Are you planning on sending a PR for changing the Strings to Cows?

Not yet. That’d be potentially a lot of work. I currently wonder if I can write a lint that identifies places where Cow might be beneficial. That would automate the hardest part of it.

2 Likes

Nice. If I understand correctly, the pattern exemplified in your microbenchmark works because strings in the code are already implicitly 'static &str before to_owned() receives them. It adds some noise to the code, but if you’re used to seeing the Perl-like symbol spew, you can get used to it.

It using to_owned or allocations a bottleneck in rustc?

No. It’s not a bottleneck. Just noise in the profile (but think of the caches!). And yes, it’s the allocation, to_owned() just allocates and makes a copy. Also your understanding is only half of the truth: In fact Cow works whenever there is a lifetime bound that all borrowed instances can comply with.

However, for the lint, to keep complexity low and still get a lot of benefit, I’m going to concentrate on 'static first. Otherwise the lint would have to infer a possible lifetime bound. I might be able to do that some day if I think long and hard about it, but I think going for the easy targets first will give us more bang per buck for now.

I just profiled rustc when building a package (rust-cpython) using valgrind --tool=callgrind and found that while rustc spends 12% of its time in je_mallocx and je_sdalloc each, with about 6 million calls apiece. So I think there might be something to squeeze out of here.

2 Likes

Thank you for actually measuring.

Let’s also assume that adding or removing allocation will have non-linear effects on performance (where removing some allocation can give you disproportionate performance benefits).

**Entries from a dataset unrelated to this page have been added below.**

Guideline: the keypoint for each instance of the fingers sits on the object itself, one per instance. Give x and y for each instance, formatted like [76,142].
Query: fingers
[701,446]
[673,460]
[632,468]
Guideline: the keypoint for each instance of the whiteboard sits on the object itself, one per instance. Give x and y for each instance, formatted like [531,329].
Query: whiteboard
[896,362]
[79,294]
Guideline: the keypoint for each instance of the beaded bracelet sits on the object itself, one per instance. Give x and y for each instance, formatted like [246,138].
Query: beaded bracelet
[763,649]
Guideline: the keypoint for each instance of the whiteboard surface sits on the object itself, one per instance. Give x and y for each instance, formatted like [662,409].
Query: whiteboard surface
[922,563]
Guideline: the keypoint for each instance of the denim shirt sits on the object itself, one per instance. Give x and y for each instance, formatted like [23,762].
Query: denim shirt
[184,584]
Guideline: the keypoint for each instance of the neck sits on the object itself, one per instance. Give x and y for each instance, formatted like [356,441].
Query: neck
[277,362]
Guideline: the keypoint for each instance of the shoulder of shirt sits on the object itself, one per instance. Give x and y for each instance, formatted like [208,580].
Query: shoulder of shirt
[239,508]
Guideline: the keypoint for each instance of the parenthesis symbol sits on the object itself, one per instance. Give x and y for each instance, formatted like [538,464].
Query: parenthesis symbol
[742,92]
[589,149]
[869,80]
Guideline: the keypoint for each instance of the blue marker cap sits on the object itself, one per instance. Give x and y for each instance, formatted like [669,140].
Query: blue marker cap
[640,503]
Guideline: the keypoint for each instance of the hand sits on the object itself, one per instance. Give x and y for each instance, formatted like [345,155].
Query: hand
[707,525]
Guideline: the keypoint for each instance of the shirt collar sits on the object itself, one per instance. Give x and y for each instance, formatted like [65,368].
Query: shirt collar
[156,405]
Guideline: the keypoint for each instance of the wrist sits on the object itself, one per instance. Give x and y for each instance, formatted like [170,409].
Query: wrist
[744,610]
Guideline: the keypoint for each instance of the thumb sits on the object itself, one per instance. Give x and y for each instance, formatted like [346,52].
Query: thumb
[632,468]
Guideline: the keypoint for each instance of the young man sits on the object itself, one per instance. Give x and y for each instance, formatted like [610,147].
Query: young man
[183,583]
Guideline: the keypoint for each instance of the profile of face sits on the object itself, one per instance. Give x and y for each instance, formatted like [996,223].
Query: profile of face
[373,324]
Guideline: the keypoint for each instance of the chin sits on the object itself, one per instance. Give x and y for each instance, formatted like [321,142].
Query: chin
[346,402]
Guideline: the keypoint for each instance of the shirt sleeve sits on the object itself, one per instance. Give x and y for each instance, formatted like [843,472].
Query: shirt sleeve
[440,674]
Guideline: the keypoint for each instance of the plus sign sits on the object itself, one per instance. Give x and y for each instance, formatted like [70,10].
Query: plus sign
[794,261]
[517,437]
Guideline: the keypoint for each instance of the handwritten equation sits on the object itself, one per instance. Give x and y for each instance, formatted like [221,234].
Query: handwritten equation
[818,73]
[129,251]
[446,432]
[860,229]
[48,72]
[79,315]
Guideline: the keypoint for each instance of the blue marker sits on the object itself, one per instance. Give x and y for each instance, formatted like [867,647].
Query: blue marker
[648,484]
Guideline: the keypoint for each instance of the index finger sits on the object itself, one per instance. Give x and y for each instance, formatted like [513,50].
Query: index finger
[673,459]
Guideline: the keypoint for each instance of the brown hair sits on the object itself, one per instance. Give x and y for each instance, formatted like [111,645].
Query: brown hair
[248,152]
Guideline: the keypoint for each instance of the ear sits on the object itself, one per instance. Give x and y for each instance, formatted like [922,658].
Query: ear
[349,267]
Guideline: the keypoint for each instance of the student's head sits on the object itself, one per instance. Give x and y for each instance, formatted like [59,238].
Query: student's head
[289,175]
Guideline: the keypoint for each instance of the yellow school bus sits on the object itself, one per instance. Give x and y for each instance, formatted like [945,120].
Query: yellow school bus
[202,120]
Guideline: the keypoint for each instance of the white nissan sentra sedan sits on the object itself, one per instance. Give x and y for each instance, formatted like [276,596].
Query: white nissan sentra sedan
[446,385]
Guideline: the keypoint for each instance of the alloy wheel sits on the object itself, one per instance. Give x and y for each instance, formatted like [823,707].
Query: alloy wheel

rustc’s malloc problem is because of the terrible implementation and layout of Substs. This is annoying to fix because of API problems, but someone should do it.

I agree that owned copies of static strings probably account only for a small part of allocations. Still, it’s an easy target for a lint, and a pattern I see over and over in Rust code, so this will not only benefit rustc, but everyone who uses the lint.

This topic was automatically closed 90 days after the last reply. New replies are no longer allowed.